Primary Theme: Voice recording, lifelogging, and local AI integration Key Discussion: OpenPlaud integration with Claude MCP demonstrated, with the group exploring local speech-to-text models as an alternative to cloud processing. Secondary Discussions: Ambient voice technology pilot results from Oxford, AACE ambulance survey, FDP safety documentation, Gamma presentation tool Notable: Practical demonstration of privacy-preserving productivity tools using open-source components.

Tuesday, 10 March

Primary Theme: Tool ecosystem explosion and clinical AI ethics crisis Key Discussion: EMIS update requiring immigration data collection sparked major ethical concern, alongside wide-ranging tool exploration. Secondary Discussions: Apple CarPlay AI integration, Canva training courses, DPP Tracker dashboard creation, LinkedIn professional badges, Perplexity Computer tool Notable: Peak activity (137 messages) driven by ethical flashpoint.

Wednesday, 11 March

Primary Theme: Clinical decision support, skill degradation, and workforce impact Key Discussion: The "spicy take" debate on doctors as information users vs. encyclopaedias dominated, supported by Nature Health and BJGP research papers.

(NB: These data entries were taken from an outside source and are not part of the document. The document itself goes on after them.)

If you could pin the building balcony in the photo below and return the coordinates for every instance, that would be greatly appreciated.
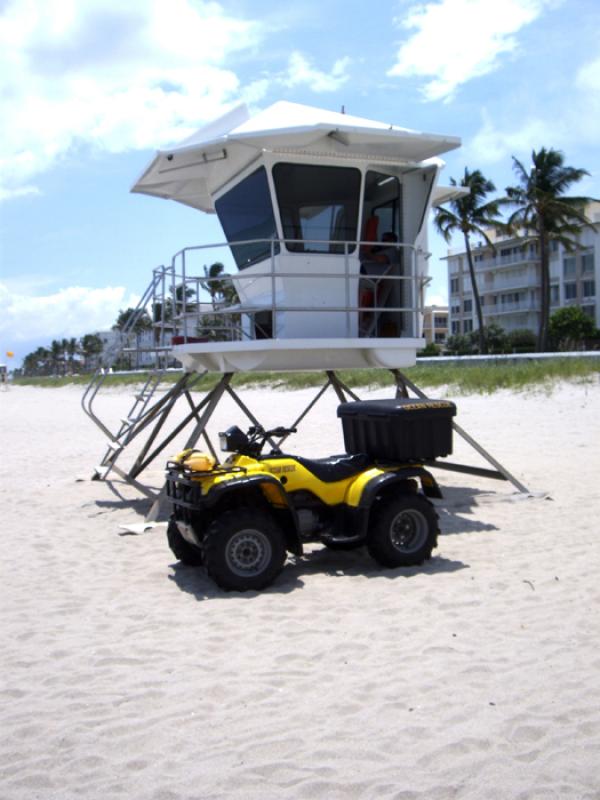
(510, 308)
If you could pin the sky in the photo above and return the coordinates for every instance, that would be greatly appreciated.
(89, 89)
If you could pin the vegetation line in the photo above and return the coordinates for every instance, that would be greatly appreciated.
(467, 378)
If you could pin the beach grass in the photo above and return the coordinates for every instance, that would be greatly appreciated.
(460, 378)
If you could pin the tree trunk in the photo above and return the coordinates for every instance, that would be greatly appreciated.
(542, 343)
(481, 331)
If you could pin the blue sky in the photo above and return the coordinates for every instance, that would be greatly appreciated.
(90, 88)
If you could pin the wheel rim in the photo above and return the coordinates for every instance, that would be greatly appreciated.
(248, 553)
(408, 531)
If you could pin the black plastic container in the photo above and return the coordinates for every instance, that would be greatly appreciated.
(398, 430)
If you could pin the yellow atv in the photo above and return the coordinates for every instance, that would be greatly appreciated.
(239, 518)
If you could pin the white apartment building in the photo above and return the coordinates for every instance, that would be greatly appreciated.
(435, 324)
(509, 280)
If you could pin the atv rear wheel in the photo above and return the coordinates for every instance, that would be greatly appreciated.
(244, 549)
(404, 531)
(183, 550)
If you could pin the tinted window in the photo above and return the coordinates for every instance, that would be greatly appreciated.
(246, 212)
(317, 203)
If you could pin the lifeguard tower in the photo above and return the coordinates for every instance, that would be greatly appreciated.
(325, 218)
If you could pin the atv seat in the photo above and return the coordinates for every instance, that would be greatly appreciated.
(335, 468)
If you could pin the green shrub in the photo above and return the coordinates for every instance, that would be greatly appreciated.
(569, 327)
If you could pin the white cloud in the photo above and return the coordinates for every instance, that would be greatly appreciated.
(588, 77)
(572, 121)
(68, 312)
(457, 40)
(300, 72)
(110, 76)
(493, 143)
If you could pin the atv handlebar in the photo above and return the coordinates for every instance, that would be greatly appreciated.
(252, 442)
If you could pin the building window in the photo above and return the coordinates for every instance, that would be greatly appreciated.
(317, 203)
(245, 212)
(570, 291)
(587, 263)
(569, 267)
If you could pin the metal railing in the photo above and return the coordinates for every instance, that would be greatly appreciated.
(189, 307)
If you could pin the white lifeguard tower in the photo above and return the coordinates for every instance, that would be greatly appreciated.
(325, 218)
(304, 196)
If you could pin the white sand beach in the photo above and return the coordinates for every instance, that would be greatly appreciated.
(477, 675)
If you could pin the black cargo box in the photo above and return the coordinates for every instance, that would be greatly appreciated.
(398, 430)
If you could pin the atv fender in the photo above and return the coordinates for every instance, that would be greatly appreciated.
(384, 482)
(274, 495)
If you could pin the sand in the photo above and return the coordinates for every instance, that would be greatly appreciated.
(127, 675)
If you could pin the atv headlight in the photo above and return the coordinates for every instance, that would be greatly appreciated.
(232, 439)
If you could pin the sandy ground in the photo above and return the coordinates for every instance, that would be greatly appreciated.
(127, 675)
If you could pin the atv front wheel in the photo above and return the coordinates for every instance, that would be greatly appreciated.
(183, 550)
(244, 549)
(404, 532)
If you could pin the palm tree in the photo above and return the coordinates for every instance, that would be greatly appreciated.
(471, 216)
(72, 350)
(544, 213)
(56, 355)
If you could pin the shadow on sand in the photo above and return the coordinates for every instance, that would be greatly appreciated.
(321, 561)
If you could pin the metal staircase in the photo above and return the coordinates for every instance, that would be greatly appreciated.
(145, 405)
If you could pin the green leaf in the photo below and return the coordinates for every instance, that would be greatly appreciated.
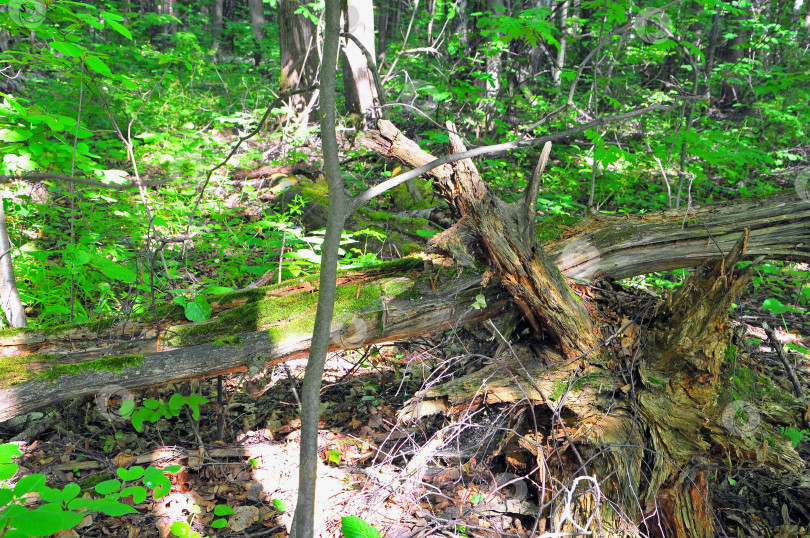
(176, 401)
(133, 473)
(27, 484)
(198, 310)
(69, 492)
(112, 20)
(98, 66)
(138, 493)
(14, 135)
(774, 306)
(111, 507)
(43, 522)
(354, 527)
(68, 49)
(127, 407)
(108, 486)
(223, 510)
(49, 495)
(7, 470)
(180, 528)
(8, 452)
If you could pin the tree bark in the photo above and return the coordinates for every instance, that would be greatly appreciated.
(398, 300)
(256, 10)
(217, 23)
(360, 91)
(299, 55)
(620, 410)
(12, 307)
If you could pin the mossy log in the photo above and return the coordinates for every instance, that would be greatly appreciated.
(254, 328)
(617, 247)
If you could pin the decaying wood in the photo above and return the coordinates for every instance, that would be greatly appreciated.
(647, 409)
(408, 300)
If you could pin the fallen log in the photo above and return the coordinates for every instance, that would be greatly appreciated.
(645, 417)
(404, 299)
(617, 247)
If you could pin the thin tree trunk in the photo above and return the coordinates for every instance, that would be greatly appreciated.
(360, 91)
(9, 296)
(256, 8)
(299, 54)
(217, 24)
(560, 61)
(304, 521)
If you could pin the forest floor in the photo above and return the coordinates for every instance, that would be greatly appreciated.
(398, 476)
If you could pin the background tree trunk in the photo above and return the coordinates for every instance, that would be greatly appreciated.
(256, 8)
(360, 91)
(9, 296)
(299, 55)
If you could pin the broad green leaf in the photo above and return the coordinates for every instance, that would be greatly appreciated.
(98, 66)
(27, 484)
(176, 401)
(8, 452)
(138, 493)
(112, 20)
(223, 510)
(14, 135)
(354, 527)
(774, 306)
(133, 473)
(68, 49)
(70, 492)
(108, 486)
(111, 507)
(180, 528)
(41, 522)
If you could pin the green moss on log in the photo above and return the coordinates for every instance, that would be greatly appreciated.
(111, 364)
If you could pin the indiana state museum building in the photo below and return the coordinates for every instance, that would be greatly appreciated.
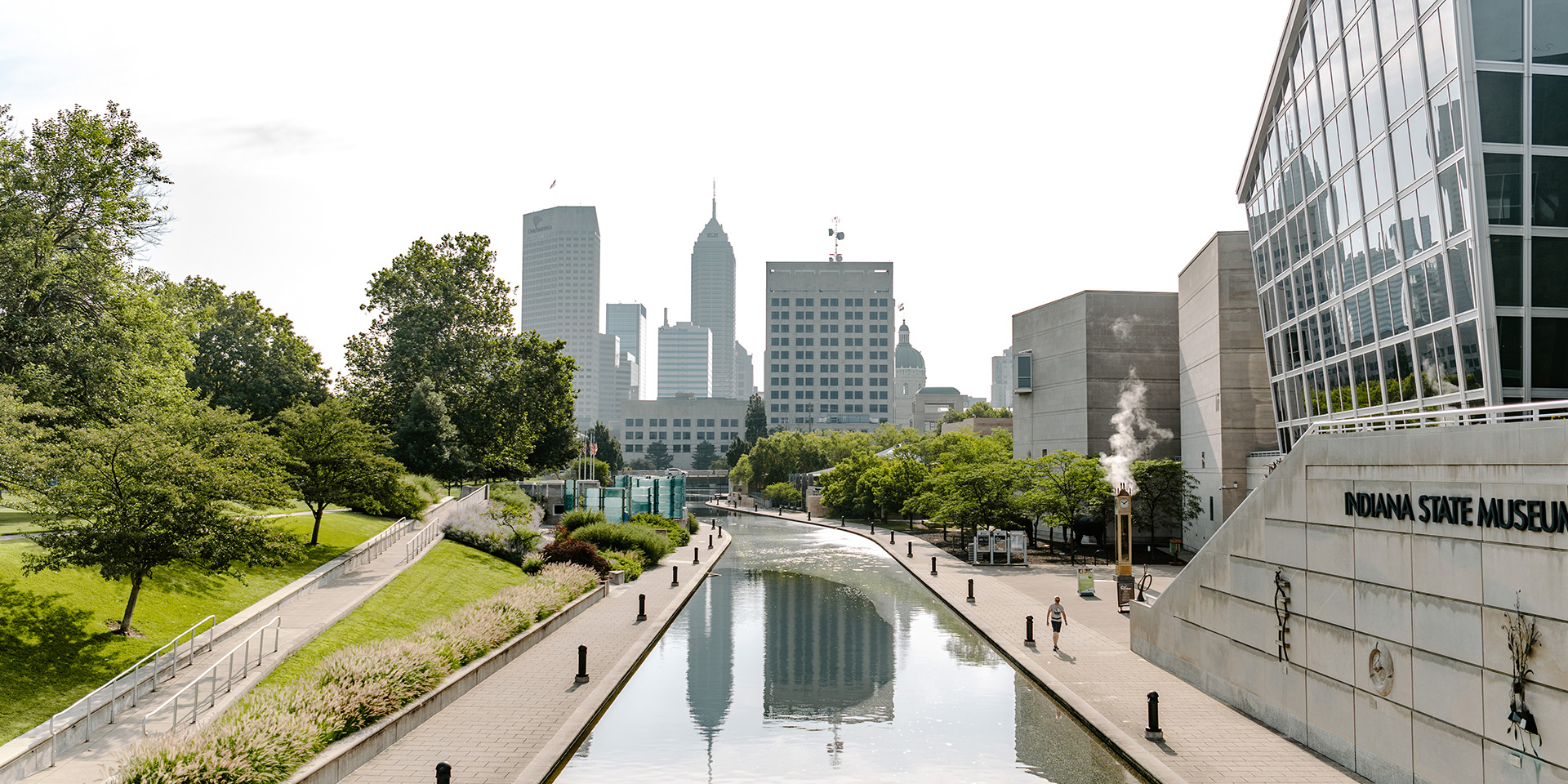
(1394, 595)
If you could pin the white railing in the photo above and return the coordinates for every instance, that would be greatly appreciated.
(110, 692)
(1539, 412)
(422, 540)
(211, 679)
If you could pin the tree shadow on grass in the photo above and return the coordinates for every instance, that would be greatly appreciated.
(44, 639)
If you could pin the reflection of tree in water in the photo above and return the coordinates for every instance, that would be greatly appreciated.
(710, 656)
(1053, 745)
(828, 653)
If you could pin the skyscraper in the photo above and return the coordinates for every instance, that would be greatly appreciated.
(560, 292)
(629, 322)
(1405, 194)
(828, 345)
(714, 301)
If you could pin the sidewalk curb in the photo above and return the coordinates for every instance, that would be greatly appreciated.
(1145, 763)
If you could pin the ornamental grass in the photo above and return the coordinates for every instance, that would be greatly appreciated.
(274, 731)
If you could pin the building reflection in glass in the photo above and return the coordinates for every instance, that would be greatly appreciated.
(828, 654)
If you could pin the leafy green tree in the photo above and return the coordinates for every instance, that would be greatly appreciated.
(80, 330)
(844, 488)
(427, 441)
(1165, 494)
(441, 313)
(756, 421)
(659, 455)
(608, 446)
(703, 455)
(247, 356)
(334, 458)
(134, 496)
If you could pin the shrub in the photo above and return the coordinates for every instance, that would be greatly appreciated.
(629, 562)
(576, 550)
(274, 729)
(579, 518)
(627, 537)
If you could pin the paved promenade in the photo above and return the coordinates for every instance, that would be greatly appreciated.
(1098, 675)
(303, 620)
(523, 720)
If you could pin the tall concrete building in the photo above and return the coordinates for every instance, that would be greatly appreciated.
(908, 378)
(1071, 358)
(714, 301)
(1407, 199)
(560, 292)
(629, 322)
(686, 361)
(1002, 380)
(830, 345)
(1223, 380)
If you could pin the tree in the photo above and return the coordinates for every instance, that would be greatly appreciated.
(333, 458)
(659, 455)
(608, 446)
(138, 494)
(703, 455)
(248, 358)
(1165, 494)
(425, 439)
(756, 419)
(80, 330)
(441, 313)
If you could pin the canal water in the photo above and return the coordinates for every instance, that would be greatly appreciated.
(809, 656)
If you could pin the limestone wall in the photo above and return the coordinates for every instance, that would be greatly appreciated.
(1432, 598)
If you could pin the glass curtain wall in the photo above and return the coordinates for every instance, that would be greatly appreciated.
(1361, 218)
(1521, 83)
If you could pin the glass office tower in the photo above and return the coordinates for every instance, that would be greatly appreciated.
(1407, 198)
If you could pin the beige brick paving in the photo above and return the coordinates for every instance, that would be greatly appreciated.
(1205, 739)
(526, 717)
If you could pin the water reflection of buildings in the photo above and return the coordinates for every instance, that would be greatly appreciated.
(710, 656)
(828, 654)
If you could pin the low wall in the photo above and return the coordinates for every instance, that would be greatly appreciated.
(1356, 603)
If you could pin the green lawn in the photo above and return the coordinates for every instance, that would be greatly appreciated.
(425, 591)
(56, 645)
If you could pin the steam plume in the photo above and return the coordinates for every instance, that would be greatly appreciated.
(1126, 446)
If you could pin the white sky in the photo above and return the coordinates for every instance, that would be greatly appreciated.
(1000, 156)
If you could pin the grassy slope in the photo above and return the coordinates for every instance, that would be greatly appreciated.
(425, 591)
(56, 647)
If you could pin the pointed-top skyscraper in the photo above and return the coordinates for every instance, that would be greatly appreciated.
(714, 300)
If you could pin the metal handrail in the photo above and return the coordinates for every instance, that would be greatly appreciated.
(114, 688)
(422, 540)
(1537, 412)
(211, 676)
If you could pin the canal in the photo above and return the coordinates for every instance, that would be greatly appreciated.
(811, 654)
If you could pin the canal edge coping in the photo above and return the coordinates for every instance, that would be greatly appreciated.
(550, 760)
(1147, 764)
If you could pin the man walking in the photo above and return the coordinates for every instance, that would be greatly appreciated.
(1058, 618)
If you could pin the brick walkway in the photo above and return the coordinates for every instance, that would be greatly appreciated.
(523, 720)
(1101, 678)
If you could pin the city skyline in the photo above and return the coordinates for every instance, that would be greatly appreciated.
(259, 146)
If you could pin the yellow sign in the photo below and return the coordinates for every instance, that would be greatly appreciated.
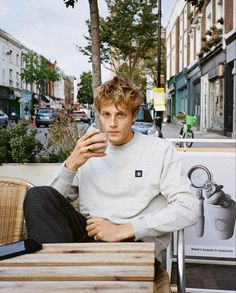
(158, 95)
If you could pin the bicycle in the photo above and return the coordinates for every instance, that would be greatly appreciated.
(186, 131)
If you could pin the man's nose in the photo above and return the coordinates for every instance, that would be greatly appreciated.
(113, 121)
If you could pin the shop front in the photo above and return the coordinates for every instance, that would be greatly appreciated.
(26, 104)
(181, 93)
(213, 66)
(230, 87)
(194, 92)
(171, 103)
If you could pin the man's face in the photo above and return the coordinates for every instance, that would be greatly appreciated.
(117, 122)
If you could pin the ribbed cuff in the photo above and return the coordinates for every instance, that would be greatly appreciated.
(140, 229)
(66, 174)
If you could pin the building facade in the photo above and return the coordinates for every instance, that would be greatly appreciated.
(201, 53)
(14, 92)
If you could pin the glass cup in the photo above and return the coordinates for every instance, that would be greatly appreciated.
(98, 136)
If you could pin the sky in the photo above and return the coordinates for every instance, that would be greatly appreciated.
(52, 30)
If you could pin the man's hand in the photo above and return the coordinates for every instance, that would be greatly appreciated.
(106, 231)
(84, 150)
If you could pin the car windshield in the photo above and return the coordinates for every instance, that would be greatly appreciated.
(45, 110)
(144, 115)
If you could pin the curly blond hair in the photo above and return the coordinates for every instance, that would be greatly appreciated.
(122, 93)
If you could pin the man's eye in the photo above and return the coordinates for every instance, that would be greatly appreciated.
(105, 114)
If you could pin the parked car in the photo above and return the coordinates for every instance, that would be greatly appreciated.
(45, 116)
(3, 119)
(80, 116)
(145, 123)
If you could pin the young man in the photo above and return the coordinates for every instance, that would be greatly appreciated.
(136, 190)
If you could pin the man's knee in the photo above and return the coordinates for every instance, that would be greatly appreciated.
(38, 195)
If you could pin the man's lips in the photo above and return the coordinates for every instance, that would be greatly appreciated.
(113, 132)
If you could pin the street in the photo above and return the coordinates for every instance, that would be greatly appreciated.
(169, 131)
(172, 131)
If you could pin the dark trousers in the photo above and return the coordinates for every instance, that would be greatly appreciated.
(50, 218)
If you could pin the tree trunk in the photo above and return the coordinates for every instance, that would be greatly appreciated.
(96, 60)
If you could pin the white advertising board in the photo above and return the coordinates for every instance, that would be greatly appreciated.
(213, 182)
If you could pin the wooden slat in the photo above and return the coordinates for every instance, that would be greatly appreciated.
(76, 286)
(78, 273)
(98, 247)
(91, 259)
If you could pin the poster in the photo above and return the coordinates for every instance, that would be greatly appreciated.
(213, 182)
(158, 95)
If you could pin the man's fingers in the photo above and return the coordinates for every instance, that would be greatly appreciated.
(88, 134)
(90, 227)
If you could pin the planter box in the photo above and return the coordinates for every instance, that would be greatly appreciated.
(38, 174)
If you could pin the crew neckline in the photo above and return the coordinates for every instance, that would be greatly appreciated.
(123, 146)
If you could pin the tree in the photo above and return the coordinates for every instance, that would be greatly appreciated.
(37, 71)
(95, 40)
(126, 34)
(85, 92)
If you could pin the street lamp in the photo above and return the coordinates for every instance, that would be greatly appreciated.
(159, 45)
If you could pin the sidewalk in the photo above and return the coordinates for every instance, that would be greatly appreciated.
(172, 131)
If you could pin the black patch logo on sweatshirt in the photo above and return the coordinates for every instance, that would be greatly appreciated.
(138, 173)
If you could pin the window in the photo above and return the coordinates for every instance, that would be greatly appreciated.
(10, 54)
(209, 19)
(17, 59)
(3, 76)
(4, 52)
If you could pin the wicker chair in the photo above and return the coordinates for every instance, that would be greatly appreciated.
(12, 194)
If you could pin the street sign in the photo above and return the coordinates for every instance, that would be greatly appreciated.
(158, 95)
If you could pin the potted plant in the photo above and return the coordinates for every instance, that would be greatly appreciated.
(220, 21)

Secondary Discussions: Suvera platform demo, robot dentistry in China, NHS appraisal coaching tools, Health Foundation attitudes report Notable: Most intellectually diverse day of the period.

Thursday, 12 March

Primary Theme: Sovereign AI development, infrastructure deep-dive, and CoWork formation Key Discussion: The sovereign AI model poll (17/1/0) catalysed detailed technical discussion about NHS-owned infrastructure, hardware costs, post-training approaches, and container management. Secondary Discussions: Claude loyalty and competitive advantage, hardware cost realities, CogStack as existing UK AI capability, gender representation in tech Notable: Highest activity day (155 messages); the group moved from discussion to action planning.

Friday, 13 March

Primary Theme: Platform decisions, knowledge consolidation, and subgroup formation Key Discussion: Spreadsheet automation workflows shared, hearing test app deployment tested across platforms, and the CoWork technical subgroup began forming. Secondary Discussions: Data privacy and on-premises movement, NHE compliance, open letter to NHSE suggested, Plaud lifelogging adoption Notable: Transition from exploration to organisation; the group maturing into tiered engagement model.

Saturday, 14 March

Primary Theme: End of reporting period Key Discussion: One system message recorded. Activity effectively concluded late Friday 13 March.

AI in the NHS Weekly Newsletter is produced by Curistica Ltd for members of the AI in the NHS WhatsApp community. All contributors are anonymised. Views expressed are those of individual community members and do not represent any organisation.